A woman´s cycle and changes in basal body temperature and vaginal discharge

The follicular phase (proliferative phase)

During this phase, a primary follicle begins to grow in the ovary, induced by a follicle-stimulating hormone secreted from the pituitary gland. The uterine lining gradually starts to thicken as the follicle matures and estrogen is secreted.

The ovulatory phase

The ovum bursts out of its follicle when the levels of the follicle-stimulating hormone (FSH) and the luteinizing hormone (LH) reach their peak, stimulating the matured follicle. This is referred to as ovulation. Some women experience lower abdominal pain at this time.

The luteal phase (secretory phase)

Following ovulation, the follicle develops into a corpus luteum which secretes progesterone. This induces the uterine lining to further thicken and form a cushion, preparing the endometrium for a fertilized egg to be implanted in it.

The menstrual phase

During the menstrual phase, pregnancy occurs when an ovulated egg is fertilized by a sperm and implants itself in the lining of the uterus. However, the corpus luteum shrinks until it disappears if pregnancy does not occur, causing estrogen and progesterone levels to drop. The uterus will then shed its unused lining and expel it along with blood. This process is referred to as menstruation.

What you can learn about your menstrual cycle from vaginal discharge

Changes in vaginal discharge follow a certain cyclical pattern.
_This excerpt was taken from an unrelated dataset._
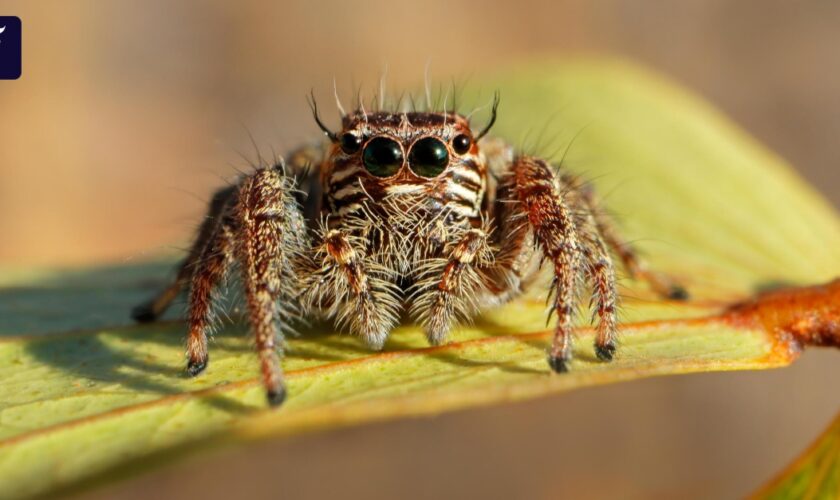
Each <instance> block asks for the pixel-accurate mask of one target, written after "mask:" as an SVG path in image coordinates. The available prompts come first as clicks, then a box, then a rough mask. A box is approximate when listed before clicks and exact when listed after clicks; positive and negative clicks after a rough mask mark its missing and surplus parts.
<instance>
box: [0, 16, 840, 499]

Many of you probably sense an increase in the amount of vaginal discharge as you approach your ovulation day. Recognizing the pattern of changing vaginal discharge you have will help you understand your menstrual cycle, enabling you to predict when you are about to ovulate or have your period.

From immediately after a period to the follicular phase (proliferative phase)

Your vaginal discharge darkens or turns brown, combined with old blood immediately after your periods. The amount of vaginal discharge then declines temporarily and it becomes watery.

The ovulatory phase

The amount of vaginal discharge increases most during this phase. You will continue to have clear and elastic, jelly-like discharge for two to three days. Although occasional blood may be found in your discharge, it should not have a strong smell.

The luteal phase (secretory phase)

The amount of discharge declines gradually as it turns white and sticky like glue. It may appear yellowish on your underwear.

Before menstruation

The amount of vaginal discharge starts to increase again. The color of discharge is white, which may appear yellowish on the underwear. The smell gradually becomes stronger. You may start finding a small amount of blood in the mucus a few days before menstruation.